Literature DB >> 31696233

Cerebellar contribution to the cognitive alterations in SCA1: evidence from mouse models.

Melissa Asher1, Juao-Guilherme Rosa1, Orion Rainwater2, Lisa Duvick2, Michael Bennyworth3, Ruo-Yah Lai4, Sheng-Han Kuo4, Marija Cvetanovic1,3.   

Abstract

Spinocerebellar ataxia type 1 (SCA1) is a fatal neurodegenerative disease caused by abnormal expansion of glutamine (Q) encoding CAG repeats in the gene Ataxin-1 (ATXN1). Although motor and balance deficits are the core symptoms of SCA1, cognitive decline is also commonly observed in patients.
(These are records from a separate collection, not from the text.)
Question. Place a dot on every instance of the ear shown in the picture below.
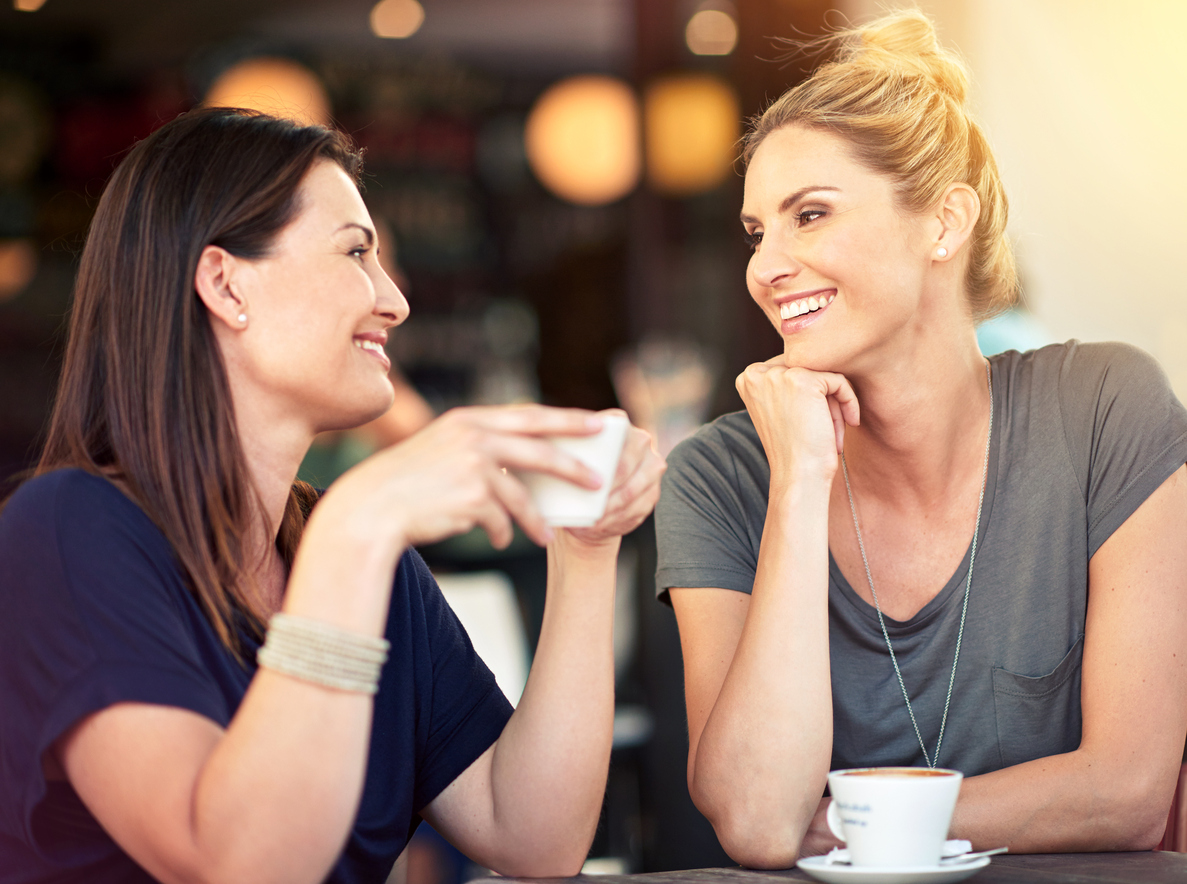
(215, 284)
(957, 215)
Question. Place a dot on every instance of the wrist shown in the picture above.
(569, 545)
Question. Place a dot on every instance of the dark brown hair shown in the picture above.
(144, 395)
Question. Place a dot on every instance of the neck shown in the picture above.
(924, 423)
(273, 446)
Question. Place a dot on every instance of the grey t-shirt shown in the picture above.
(1083, 434)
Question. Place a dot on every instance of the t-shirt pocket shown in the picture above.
(1039, 716)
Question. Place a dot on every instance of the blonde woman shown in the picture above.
(902, 553)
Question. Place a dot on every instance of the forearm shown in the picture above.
(275, 800)
(277, 796)
(760, 765)
(550, 765)
(1074, 802)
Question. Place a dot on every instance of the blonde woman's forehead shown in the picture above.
(798, 159)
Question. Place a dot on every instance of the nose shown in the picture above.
(773, 262)
(389, 300)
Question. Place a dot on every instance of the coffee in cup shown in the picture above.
(893, 816)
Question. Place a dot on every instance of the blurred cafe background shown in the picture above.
(557, 182)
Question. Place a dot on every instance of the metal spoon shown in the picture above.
(969, 857)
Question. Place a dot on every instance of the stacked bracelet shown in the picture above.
(316, 652)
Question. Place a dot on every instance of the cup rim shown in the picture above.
(870, 771)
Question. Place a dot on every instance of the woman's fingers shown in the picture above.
(514, 500)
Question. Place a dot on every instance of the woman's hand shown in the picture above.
(456, 475)
(635, 490)
(800, 415)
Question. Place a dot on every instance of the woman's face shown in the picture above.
(318, 309)
(838, 267)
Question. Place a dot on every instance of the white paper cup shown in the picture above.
(564, 504)
(893, 816)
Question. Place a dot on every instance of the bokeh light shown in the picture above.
(582, 139)
(711, 32)
(397, 19)
(274, 86)
(692, 128)
(18, 266)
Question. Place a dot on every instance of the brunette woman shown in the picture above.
(902, 553)
(229, 306)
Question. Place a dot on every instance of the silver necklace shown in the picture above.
(933, 760)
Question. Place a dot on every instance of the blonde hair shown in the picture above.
(899, 99)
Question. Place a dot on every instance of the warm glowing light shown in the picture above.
(397, 18)
(18, 266)
(692, 127)
(711, 32)
(273, 86)
(582, 139)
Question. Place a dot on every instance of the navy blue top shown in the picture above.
(94, 610)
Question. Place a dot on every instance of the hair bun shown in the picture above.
(906, 42)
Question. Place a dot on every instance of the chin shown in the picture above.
(349, 415)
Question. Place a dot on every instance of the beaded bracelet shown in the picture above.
(316, 652)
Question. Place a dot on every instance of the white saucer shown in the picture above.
(838, 873)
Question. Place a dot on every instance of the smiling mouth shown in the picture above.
(374, 348)
(805, 305)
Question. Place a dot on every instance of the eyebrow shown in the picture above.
(793, 199)
(367, 231)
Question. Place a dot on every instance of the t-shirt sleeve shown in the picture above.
(703, 534)
(88, 622)
(1125, 430)
(467, 710)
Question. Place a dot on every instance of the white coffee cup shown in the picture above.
(564, 504)
(893, 816)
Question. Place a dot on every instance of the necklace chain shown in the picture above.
(933, 760)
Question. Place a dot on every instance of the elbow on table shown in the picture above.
(563, 860)
(756, 839)
(1138, 813)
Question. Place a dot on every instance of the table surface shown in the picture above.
(1149, 867)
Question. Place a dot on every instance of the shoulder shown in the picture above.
(73, 508)
(1076, 366)
(717, 449)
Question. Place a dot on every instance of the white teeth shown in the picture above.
(807, 305)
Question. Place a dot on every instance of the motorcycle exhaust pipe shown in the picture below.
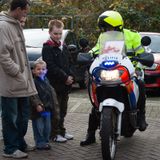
(133, 118)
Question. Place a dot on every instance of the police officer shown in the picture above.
(112, 21)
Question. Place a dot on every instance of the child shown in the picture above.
(56, 55)
(42, 106)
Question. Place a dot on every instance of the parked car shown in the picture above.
(152, 74)
(34, 42)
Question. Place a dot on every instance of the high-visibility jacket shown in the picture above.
(132, 43)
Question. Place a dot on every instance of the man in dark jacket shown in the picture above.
(56, 56)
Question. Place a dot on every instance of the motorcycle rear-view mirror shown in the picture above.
(84, 58)
(146, 59)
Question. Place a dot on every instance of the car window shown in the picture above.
(155, 42)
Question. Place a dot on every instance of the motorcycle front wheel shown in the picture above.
(107, 132)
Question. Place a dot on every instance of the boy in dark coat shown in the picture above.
(43, 106)
(56, 56)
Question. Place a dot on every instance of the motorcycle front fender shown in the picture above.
(110, 102)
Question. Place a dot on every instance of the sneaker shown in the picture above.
(68, 136)
(45, 147)
(30, 148)
(17, 154)
(60, 139)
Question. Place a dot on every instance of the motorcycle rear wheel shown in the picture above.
(108, 136)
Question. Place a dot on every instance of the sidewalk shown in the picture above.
(142, 146)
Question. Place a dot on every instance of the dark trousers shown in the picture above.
(63, 105)
(15, 116)
(41, 130)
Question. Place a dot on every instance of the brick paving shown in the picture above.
(142, 146)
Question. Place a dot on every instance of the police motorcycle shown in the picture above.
(113, 90)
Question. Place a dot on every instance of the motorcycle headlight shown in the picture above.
(110, 75)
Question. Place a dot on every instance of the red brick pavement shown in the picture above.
(142, 146)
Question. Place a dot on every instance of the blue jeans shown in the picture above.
(15, 116)
(41, 129)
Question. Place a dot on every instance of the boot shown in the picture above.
(90, 138)
(142, 122)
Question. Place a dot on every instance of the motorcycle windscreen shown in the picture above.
(112, 42)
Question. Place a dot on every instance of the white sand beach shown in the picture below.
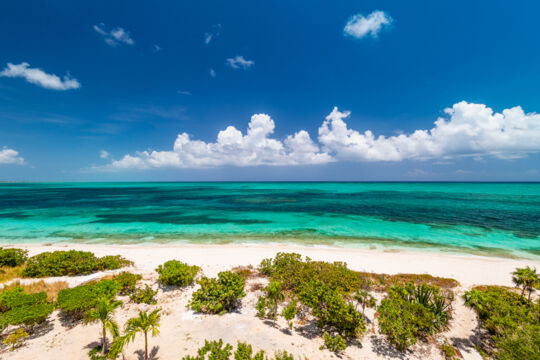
(183, 331)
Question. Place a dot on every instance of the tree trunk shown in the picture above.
(104, 340)
(145, 346)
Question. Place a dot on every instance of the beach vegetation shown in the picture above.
(143, 323)
(103, 313)
(50, 288)
(527, 279)
(511, 321)
(334, 343)
(218, 295)
(176, 273)
(127, 282)
(15, 339)
(144, 295)
(70, 263)
(78, 300)
(13, 257)
(410, 312)
(19, 308)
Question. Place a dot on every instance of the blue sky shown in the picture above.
(138, 90)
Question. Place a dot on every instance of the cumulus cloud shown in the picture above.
(360, 26)
(215, 32)
(10, 156)
(238, 62)
(232, 147)
(39, 77)
(467, 130)
(115, 36)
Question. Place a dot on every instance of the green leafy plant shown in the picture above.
(513, 323)
(15, 339)
(267, 304)
(127, 282)
(18, 307)
(526, 278)
(331, 310)
(143, 295)
(13, 257)
(177, 273)
(78, 300)
(217, 296)
(334, 343)
(72, 262)
(244, 351)
(413, 311)
(144, 323)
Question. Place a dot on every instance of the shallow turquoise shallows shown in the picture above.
(490, 218)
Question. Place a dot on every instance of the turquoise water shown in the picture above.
(490, 218)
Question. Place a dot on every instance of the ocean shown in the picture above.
(500, 219)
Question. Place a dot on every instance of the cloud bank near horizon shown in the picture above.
(10, 156)
(467, 130)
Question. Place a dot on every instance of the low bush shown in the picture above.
(78, 300)
(127, 282)
(334, 343)
(513, 323)
(72, 262)
(13, 257)
(15, 339)
(331, 310)
(177, 273)
(217, 350)
(143, 295)
(217, 296)
(18, 307)
(411, 312)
While mutant ATXN1 is expressed throughout the brain, pathological findings reveal severe atrophy of cerebellar cortex in SCA1 patients. The cerebellum has recently been implicated in diverse cognitive functions, yet to what extent cerebellar neurodegeneration contributes to cognitive alterations in SCA1 remains poorly understood. Much of our understanding of the mechanisms underlying pathogenesis of motor symptoms in SCA1 comes from mouse models. Reasoning that mouse models could similarly offer important insights into the mechanisms of cognitive alterations in SCA1, we tested cognition in several mouse lines using Barnes maze and fear conditioning. We confirmed cognitive deficits in Atxn1154Q/2Q knock-in mice with brain-wide expression of mutant ATXN1 and in ATXN1 null mice. We found that shorter polyQ length and haploinsufficiency of ATXN1 do not cause significant cognitive deficits. Finally, ATXN1[82Q ] transgenic mice-with cerebellum limited expression of mutant ATXN1-demonstrated milder impairment in most aspects of cognition compared to Atxn1154Q/2Q mice, supporting the concept that cognitive deficits in SCA1 arise from a combination of cerebellar and extra-cerebellar dysfunctions.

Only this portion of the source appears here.